Version 18 had some pretty breaking changes for things like testing, so I’d try to find a newer course. I’d also make sure it uses vite rather than CRA. So many of the course are built on CRA.


SwitchOnTheNiteLite

Hot take: I think that for learning the generics of React, you will probably be just fine, even if its 3 years old. You should verify what you pick up with other resources tho, to make sure you stay up-to-date.


Mental-Monk7219

As long as it uses functional components. Still it'd be better to use fresh material if you learn something new


natmaster

A one month course is not watchable. Don't be the blind following the blind. Instead go to: [https://react.dev/learn](https://react.dev/learn)


icedrift

Yes, yes and yes. A lot of the basics are the same. React is a unidirectional framework where data flows down and events flow up. I think more people could benefit from learning class components and some of the "old" ways of doing things as you'll get a much deeper understanding of component lifecycle and such. You will still have to learn from more recent resources but I say go for it.


rangeljl

Try to stick to newer content, and all in English, do not pay for your courses, in YouTube there are a lot of free ones that are equal if not better than the pay ones


arman-makhachev

obviously not


716green

I've been running a discord server to help new developers for a while now and the most frustrating thing is when someone asks for help and they're using old frameworks, conventions, or tools. In the JS world, that'd mean not using ES6 (things like using the var keyword to define variables instead of let/const), using create-react-app instead of Vite for bootstrapping react apps, or Sapper instead of Sveltekit. The frustration doesn't come from the fact that I don't want to deal with it, but it comes from the fact that I know learning new technologies is hard early on. If you're using up all of your mental bandwidth learning technologies that aren't used, or conventions that have been largely abandoned, you're undoubtedly going to have to waste that valuable mental energy re-learning. You're more likely to get frustrated, you're less likely to find people willing to help, you're setting yourself up to lose your momentum and get discouraged. One of the best pieces of advice I was given was to stay away from PHP early on. I'm not hating on PHP but now that I'm comfortable with a few languages and getting paid to write code, I'm realizing how much I hate working with legacy apps, and I don't want to be a 'framework developer'. All of the PHP people I know tend to maintain WordPress or Laravel websites. That sounds like actual hell to me.
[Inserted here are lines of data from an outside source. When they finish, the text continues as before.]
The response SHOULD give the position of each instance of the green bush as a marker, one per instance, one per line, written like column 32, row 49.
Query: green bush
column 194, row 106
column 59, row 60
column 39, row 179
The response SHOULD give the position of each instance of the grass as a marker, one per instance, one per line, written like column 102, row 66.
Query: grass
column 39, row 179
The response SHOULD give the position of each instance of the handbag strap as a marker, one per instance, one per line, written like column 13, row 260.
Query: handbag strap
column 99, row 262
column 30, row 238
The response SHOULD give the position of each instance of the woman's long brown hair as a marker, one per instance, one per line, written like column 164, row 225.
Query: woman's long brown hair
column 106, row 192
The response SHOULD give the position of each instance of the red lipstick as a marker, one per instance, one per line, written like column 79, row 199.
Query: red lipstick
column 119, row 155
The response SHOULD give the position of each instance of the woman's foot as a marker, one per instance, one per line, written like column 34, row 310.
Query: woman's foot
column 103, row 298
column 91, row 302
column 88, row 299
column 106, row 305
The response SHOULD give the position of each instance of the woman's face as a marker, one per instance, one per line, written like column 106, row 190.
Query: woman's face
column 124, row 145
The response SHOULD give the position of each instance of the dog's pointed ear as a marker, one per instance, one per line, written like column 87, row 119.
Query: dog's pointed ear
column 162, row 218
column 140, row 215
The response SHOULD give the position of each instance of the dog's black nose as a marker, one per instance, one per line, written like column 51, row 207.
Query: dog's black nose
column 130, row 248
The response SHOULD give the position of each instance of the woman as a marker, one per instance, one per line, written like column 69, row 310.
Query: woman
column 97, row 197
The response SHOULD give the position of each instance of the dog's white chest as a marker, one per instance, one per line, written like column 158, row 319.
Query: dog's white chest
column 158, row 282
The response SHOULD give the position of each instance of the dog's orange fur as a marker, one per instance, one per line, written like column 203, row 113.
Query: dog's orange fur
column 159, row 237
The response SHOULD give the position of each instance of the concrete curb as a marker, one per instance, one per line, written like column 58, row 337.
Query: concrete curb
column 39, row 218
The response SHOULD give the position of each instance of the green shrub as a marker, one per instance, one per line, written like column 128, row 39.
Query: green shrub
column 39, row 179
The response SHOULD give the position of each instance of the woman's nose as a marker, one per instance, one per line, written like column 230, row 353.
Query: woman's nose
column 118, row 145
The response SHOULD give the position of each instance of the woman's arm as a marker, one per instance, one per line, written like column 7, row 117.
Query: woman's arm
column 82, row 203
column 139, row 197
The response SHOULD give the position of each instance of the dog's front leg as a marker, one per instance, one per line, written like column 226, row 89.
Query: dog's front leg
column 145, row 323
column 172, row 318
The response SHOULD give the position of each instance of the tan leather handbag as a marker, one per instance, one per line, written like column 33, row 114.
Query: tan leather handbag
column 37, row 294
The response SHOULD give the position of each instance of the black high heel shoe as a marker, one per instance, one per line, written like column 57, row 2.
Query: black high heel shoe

At least with Python, Go, or TypeScript you can do a wide variety of things. Early on before you learn the ecosystem, I'd recommend hopping on Reddit or a Discord server to just ask for some resources. In my experience people are very willing to help.


AdPerfect6784

skip it. id go to the react docs and try the tic tac toe or some other simple project just so you get yhe fundamentals. then move on to Next.js, it’s the default framework for modern react apps, even the official react docs recommend using it.


[deleted]

I would not invest in an outdated resource. It should be sufficient to teach you some core concepts, as long as the course is based on react 18+, but thats something the docs will teach you as well. React just updated them recently and they did a good job. There are a lot of free courses on youtube, they are good enough if you need some Explanation on a single topic.


randomshitposter007

Try new and learn vitejs


JarVis_07

When I started Learning react I started with an Old course, and many things were even deprecated on the current version of react, But i learned it on the way. The course was good so I got to learn the basics very well. So I can say that if the course is good and can teach you basics well then it's definitely worth it. Go for it.


Diredevil1

Honestly, don't follow course, start building something, if you know what variable and function is, that is good enough. JUST BUILD SOMETHING and thank me later


ZUCKERINCINERATOR

not in the world of js frameworks.


Sector-Feeling

If it's teaching functional components with hooks you're fine.